Airplane boardings increased more than 200% from the second quarter, but any rebound from a very low bottom will yield an exceptionally large percentage gain. Boardings remain 63% lower than year-ago levels.
Hotel room rentals remain down by roughly the same amount, and rental car tax receipts remain down by 39%.
The rebound in the regional economy varies by sector. As noted in the attached chart, third quarter employment in Savannah’s Metropolitan Statistical Area (MSA) is at 95% of its 2019 Q4 level. Tourism was hardest hit, dropping to 62% of its 2019 Q4 level and subsequently recovering to 77%.
Manufacturing initially was relatively protected from the slump but extended the downward trend into the third quarter, falling to 91% of its pre-pandemic level. Logistics employment is fully recovered and is at 103% of the 2019 Q4 level. Retail trade largely mirrored total MSA employment and remains 5% below its pre-pandemic level.
Hourly wages in the private sector increased to $23.18 from $23.03 in the previous quarter. The length of the private sector workweek shortened one tenth of an hour to 31.8 hours.
Regional recovery will continue
The Savannah-area business forecasting index fell 3.7% during the third quarter of 2020. Part of the decline, however, is an artifact of the index methodology. Several of the underlying leading series rebounded from the previous quarter plunge, but the lag structure built into the index will delay the effects of the reversal from fully appearing in the trajectory of the forecasting index until the fourth quarter.
The good news is exceptional strength in the regional home construction sector and improving conditions in the labor market appeared in the third quarter.
In the regional housing market, the seasonally adjusted number of single-family homes permitted for construction surged 54%, rising to 743 units from 549 in the previous quarter. Average valuation per single-family unit jumped 16% to $260,900 from $224,300.
In the labor market, the average number of monthly initial claims for unemployment insurance decreased 72% to 11,218 from 24,917 in the second quarter. The seasonally adjusted unemployment rate fell to 6.9% from 11.9% in the previous quarter. The comparable unemployment rate from the previous year was 3.1%.
Near-term (six to nine months ahead) prospects for the Savannah metro economy are muted. The labor market recovery of the third quarter is unlikely to be repeated with the same magnitude in the fourth quarter. The easiest gains have already been recovered.
Strong conditions in the housing market and logistics industry will support the regional economy, but constrained tourism and service sector growth along with emerging weakness in the manufacturing sector will limit upside potential.

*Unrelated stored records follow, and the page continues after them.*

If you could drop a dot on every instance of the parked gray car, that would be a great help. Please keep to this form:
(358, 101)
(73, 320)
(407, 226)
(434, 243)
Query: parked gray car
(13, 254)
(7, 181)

As before, more robust recovery will be delayed into 2021, more likely toward the end of the year, especially for consumer-based service sectors.
A note from the analyst
The Economic Monitor is available by email and at the Center’s website https://parker.georgiasouthern.edu/big/big-programs/cbaer/. If you would like to receive the Monitor by email, send a subscribe message to CBAER@georgiasouthern.edu.
About the indicators
The Economic Monitor provides a continuously updating quarterly snapshot of the Savannah Metropolitan Statistical Area economy, including Bryan, Chatham and Effingham counties in Georgia. The coincident index measures the current economic heartbeat of the region. The leading index is designed to provide a short-term forecast of the region’s economic activity in the upcoming six to nine months.